3D printers are following the same cycle. Would making toys, medical implants or something else popularize them? We put our printer out, not knowing how it would be used. It turns out that food is perfectly suited to this technology. Food is user friendly, everybody has some knowledge about it, and it is a very disarming application. FabApps could be to 3D printing what gaming was to home computing, creating initial interest and unleashing many people’s creative energy.
FE: How central is food printing to Fab@home’s work?
Lipson: Everything we’ve done with food has been a byproduct of other work we’ve done. Our funding comes from groups like the National Science Foundation and the Defense Department, and they have no interest in printing food. But 3D printing with food is what grabs people.
FE: Is there a connection between 3D printing and your work in artificial intelligence and robotics?
Lipson: Some researchers say any machine with intelligence and the ability to be mobile is a robot. The printer won’t be mobile, but it definitely has intelligence. Ultimately, you would want to tell the machine what food or object you want, and it would make it for you.
FE: Some of your work involves machines with self-awareness and the ability to self-simulate. Might that apply to food apps?
Lipson: That is a different story, but machines with self-diagnostics and self-correction ability are an area of interest. Taken to the extreme, it suggests machines with the intelligence to simulate an outcome before doing anything. It would be useful for any machine to learn from the thousands of details of its work: “If these ingredients are used, the food won’t hold together, or people won’t like the way it tastes.”
We’re experimenting with an evolutionary design process in which the computer breeds robots. It starts with a thousand robots of random shapes. Most are completely nonfunctional, but the computer takes the elements that do work and combines them over and over until you have a robot that does what you want it to do. Thousands of generations of design are involved, yet it takes the computer five minutes to do it.
FE: Besides food, what are you printing?
Lipson: Multi-material objects are the focus. Food fits in perfectly with this work, and it has such complex geometry.
Printing cookies was an interesting project. Cookie dough is easy to extrude, and we tried printing it with a vertical C, for Cornell.
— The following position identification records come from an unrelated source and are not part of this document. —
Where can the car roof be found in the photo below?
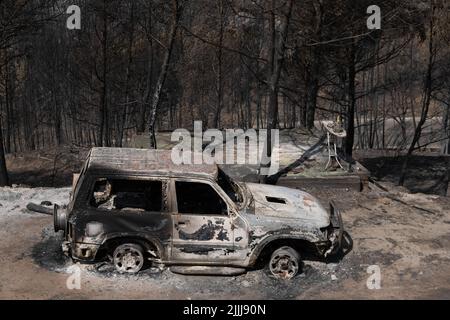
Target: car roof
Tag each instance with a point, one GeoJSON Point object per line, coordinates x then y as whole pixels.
{"type": "Point", "coordinates": [144, 161]}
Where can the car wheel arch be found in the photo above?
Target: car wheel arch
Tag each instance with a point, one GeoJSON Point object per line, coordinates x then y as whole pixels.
{"type": "Point", "coordinates": [269, 244]}
{"type": "Point", "coordinates": [146, 241]}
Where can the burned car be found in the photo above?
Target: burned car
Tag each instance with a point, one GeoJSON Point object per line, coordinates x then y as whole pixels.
{"type": "Point", "coordinates": [137, 208]}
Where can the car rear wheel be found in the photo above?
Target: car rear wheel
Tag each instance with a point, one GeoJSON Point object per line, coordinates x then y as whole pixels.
{"type": "Point", "coordinates": [284, 263]}
{"type": "Point", "coordinates": [128, 258]}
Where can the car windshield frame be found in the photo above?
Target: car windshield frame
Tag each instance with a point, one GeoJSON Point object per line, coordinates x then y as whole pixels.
{"type": "Point", "coordinates": [230, 187]}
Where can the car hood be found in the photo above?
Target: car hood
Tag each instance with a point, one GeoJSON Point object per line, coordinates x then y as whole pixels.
{"type": "Point", "coordinates": [282, 202]}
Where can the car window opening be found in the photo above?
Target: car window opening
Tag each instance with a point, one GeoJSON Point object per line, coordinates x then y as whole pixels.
{"type": "Point", "coordinates": [276, 200]}
{"type": "Point", "coordinates": [199, 198]}
{"type": "Point", "coordinates": [120, 194]}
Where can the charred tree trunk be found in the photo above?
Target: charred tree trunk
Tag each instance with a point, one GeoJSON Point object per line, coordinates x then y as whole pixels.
{"type": "Point", "coordinates": [349, 140]}
{"type": "Point", "coordinates": [163, 74]}
{"type": "Point", "coordinates": [276, 57]}
{"type": "Point", "coordinates": [428, 91]}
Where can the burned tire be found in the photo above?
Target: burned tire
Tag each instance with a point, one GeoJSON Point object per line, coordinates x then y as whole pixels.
{"type": "Point", "coordinates": [128, 258]}
{"type": "Point", "coordinates": [284, 263]}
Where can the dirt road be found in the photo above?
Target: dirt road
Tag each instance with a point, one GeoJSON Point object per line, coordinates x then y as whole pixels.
{"type": "Point", "coordinates": [411, 246]}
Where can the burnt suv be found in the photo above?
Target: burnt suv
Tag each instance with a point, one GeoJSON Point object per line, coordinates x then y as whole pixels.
{"type": "Point", "coordinates": [137, 208]}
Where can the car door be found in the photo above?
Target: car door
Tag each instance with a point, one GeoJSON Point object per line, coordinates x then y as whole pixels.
{"type": "Point", "coordinates": [202, 226]}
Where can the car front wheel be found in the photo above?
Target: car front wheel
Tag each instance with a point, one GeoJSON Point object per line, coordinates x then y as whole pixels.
{"type": "Point", "coordinates": [284, 263]}
{"type": "Point", "coordinates": [128, 258]}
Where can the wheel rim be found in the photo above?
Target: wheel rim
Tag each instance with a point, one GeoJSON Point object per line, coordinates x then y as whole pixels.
{"type": "Point", "coordinates": [128, 259]}
{"type": "Point", "coordinates": [283, 266]}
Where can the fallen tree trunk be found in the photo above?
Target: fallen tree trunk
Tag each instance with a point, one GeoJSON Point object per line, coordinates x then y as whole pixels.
{"type": "Point", "coordinates": [273, 179]}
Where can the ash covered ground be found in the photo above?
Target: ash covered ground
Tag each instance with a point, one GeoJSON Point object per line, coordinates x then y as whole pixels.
{"type": "Point", "coordinates": [406, 235]}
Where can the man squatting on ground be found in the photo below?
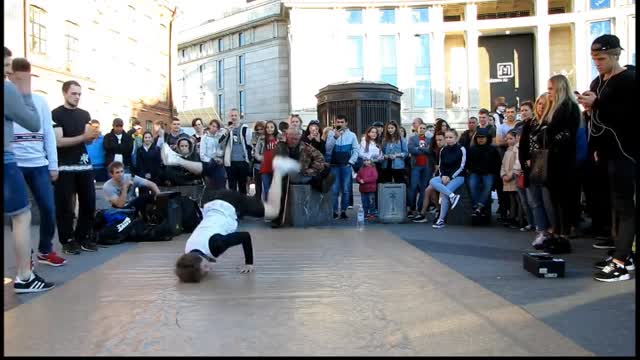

But it required multiple formulations before we could create a C that did not deform. Another interesting experiment involved turkey and celery. Neither of those is extrudable through a syringe or ink-jet nozzle, so we needed to use a binder.
FE: Have you involved the university’s food science department in the FabApps project?
Lipson: There have been a few e-mail exchanges, but there hasn’t been any formal contact, and that’s my fault. Some students from the Center for Hospitality Research are working with us, as is the French Culinary Institute in New York. David Arnold, the institute’s director of culinary technology, has advised on food safety issues and the addition of hydrocolloids and other binders to print foods that don’t deform.
Chefs are experimenting with the technology in their own restaurants. Some view this as a way to cut waste from current food production and distribution. As with any technology, if it isn’t explained, people aren’t sure if it’s a good thing. There are those who want to move away from technology in food, so 3D printing can be somewhat controversial.